Les Alliés ont immédiatement rappelé que toute information plus précise était classifiée. Toutefois, les forums spécialisés ont donné lieu à toutes sortes de révélations invérifiables sur l’échec massif de cette opération. Tout au plus sait-on avec certitude qu’un avion français n’a pas été en mesure de tirer un de ses missiles et a été contraint de le larguer en mer sans le mettre à feu [9], et que deux frégates multi-missions françaises sont tombées en panne informatique et n’ont pas pu tirer leurs missiles de croisière navals (MdCN) [10] ; des symptômes bien connus de tous ceux qui ont affronté l’arme inhibitrice russe.
La défense syrienne a été dépassée par le nombre de missiles tirés de toutes parts. Elle a donc choisi de défendre prioritairement certaines cibles comme le Palais présidentiel et d’en sacrifier d’autres comme le centre de recherche de Bazeh. Depuis, la Russie a annoncé qu’elle livrait de nouvelles batteries anti-missiles à la Syrie.

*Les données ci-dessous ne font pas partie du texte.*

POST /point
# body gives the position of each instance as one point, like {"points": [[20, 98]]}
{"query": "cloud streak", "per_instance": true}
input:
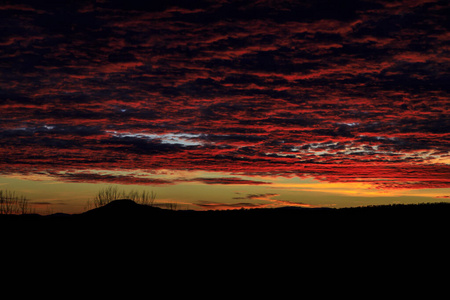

Quoi qu’il en soit, cette opération est clairement le plus grand fiasco militaire depuis la Seconde Guerre mondiale.
La rhétorique occidentale
L’illégalité de ces bombardements est certaine en droit international : aucun des trois agresseurs n’a été attaqué par la République arabe syrienne et leur action n’a pas été autorisée par le Conseil de sécurité.
Les Alliés ont donc communiqué sur la légitimité de leur initiative. Celle-ci a été démentie par le service juridique du Bundestag allemand [11]. En effet, mis à part le caractère fantasmatique de l’attaque chimique supposée de la Ghouta, ce type de bombardement ne permet aucunement d’assurer que les souffrances des civils prennent fin.
La France, quant à elle, n’a cessé de souligner qu’elle n’était pas entrée en guerre contre le « régime de Bachar » ; propos immédiatement contredits par la Syrie qui a retourné la grand-croix de la Légion d’honneur du président el-Assad à l’ambassadeur de Roumanie représentant les intérêts français à Damas. « Il n’est point d’honneur pour le président Assad de porter une décoration attribuée par un régime esclave des États-Unis qui soutient les terroristes », a précisé le porte-parole de la présidence.
Certains auteurs, proches de l’OTAN, ont évoqué la « responsabilité de protéger » (R2P) proclamée par l’ONU. Là encore, c’est hors de propos. En effet, la R2P ne s’applique que pour suppléer à des États faillis, ce qui n’est évidemment pas le cas de la République arabe syrienne dont les services publics fonctionnent toujours après 7 ans de guerre.
En définitive, si les États-Unis, la France et le Royaume-Uni ont montré avec cette opération qu’ils se situaient en dehors du droit international, ils ont aussi montré que leurs armées ne sont plus ce qu’elles étaient.